THE HEATING WAS SCHEDULED OFF. IT HAD NOT BEEN OFF FOR NINE WEEKS.
Posted on: April 7, 2026
The Heating Was Scheduled Off. It Had Not Been Off for Nine Weeks.
Cost
FM
A BMS fault after a software update. No alert, no visible failure. The consumption data was the only thing that noticed.
Priya manages facilities across a portfolio of six commercial office buildings for a regional property company. Energy costs are a significant overhead and out of hours consumption has always been her primary focus for savings. Scheduled setbacks, where HVAC runs at reduced capacity outside occupied hours, are standard practice across all six sites.
Verifying that those setbacks are actually working is a different matter.
When Monitor Hut was deployed across the portfolio, Priya ran a comparison of daytime versus night time consumption across all six buildings. Five looked broadly as expected. The sixth did not.
One 3,200 m² office building was drawing electrical consumption during the 11pm to 6am window at roughly 68% of its peak daytime load.
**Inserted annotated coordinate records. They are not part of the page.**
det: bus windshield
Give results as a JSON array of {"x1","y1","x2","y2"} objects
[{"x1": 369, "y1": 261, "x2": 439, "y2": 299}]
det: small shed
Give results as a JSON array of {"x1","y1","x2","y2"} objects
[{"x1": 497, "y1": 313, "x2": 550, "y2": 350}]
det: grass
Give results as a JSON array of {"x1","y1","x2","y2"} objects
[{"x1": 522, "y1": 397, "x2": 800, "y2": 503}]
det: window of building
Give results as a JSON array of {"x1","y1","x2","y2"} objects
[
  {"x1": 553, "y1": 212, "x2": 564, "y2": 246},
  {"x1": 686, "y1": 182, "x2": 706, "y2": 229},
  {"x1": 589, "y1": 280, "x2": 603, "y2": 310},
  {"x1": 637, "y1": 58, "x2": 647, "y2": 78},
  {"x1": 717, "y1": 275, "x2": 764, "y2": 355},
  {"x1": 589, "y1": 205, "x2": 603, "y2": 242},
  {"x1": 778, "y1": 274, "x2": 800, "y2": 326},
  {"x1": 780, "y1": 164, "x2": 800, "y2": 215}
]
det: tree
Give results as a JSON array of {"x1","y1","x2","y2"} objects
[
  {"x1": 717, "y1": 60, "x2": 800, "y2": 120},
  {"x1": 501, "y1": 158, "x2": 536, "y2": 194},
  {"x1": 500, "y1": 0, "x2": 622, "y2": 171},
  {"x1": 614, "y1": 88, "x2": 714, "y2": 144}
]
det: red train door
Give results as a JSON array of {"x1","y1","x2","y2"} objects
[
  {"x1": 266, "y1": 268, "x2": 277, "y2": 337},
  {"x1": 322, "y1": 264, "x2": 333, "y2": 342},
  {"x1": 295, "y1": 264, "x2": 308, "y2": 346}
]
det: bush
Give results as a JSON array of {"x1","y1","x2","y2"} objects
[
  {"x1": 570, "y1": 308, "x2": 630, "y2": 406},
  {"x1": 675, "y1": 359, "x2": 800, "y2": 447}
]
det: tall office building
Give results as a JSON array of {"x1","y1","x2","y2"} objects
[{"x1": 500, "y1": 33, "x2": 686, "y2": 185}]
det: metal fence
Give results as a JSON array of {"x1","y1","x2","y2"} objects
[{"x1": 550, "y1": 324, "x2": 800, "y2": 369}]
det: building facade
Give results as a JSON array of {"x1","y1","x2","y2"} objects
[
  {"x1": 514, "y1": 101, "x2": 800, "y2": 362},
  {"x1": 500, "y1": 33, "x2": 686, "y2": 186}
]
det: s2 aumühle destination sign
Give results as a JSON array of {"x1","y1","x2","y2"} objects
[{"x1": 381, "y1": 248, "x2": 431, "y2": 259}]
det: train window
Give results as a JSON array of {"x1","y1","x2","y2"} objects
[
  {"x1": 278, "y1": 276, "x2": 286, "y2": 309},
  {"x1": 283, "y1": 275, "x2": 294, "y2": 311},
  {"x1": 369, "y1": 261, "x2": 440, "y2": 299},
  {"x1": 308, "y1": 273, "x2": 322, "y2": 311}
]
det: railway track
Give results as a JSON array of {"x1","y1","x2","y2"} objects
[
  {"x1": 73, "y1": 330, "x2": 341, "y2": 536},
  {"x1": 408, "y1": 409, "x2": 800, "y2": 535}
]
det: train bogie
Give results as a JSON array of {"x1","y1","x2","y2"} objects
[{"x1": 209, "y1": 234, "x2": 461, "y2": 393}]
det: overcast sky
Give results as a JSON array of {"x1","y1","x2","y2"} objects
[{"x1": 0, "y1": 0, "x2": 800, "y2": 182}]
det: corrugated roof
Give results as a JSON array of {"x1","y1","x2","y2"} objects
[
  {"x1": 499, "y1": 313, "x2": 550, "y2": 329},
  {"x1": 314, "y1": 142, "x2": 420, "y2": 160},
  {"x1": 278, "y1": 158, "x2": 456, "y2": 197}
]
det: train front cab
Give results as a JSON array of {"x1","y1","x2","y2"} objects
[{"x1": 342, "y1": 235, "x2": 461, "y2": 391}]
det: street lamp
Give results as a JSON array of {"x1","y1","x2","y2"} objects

For a building with no overnight occupancy, no server room, and no scheduled process running during those hours, that number had no legitimate explanation.
Half hourly interval data showed the pattern had been consistent for at least nine weeks. An engineer’s visit identified the cause: a BMS controller fault following a software update had overridden the setback schedule and defaulted the air handling units to a continuous run state. No alert had fired. No one in the building had noticed.
The BMS was reconfigured. The following week’s overnight profile dropped to 12% of daytime load, within expected tolerance for the building’s residual loads.
A BMS fault does not announce itself. Without continuous consumption data, scheduled setbacks are assumed to be working until a bill review three months later suggests otherwise.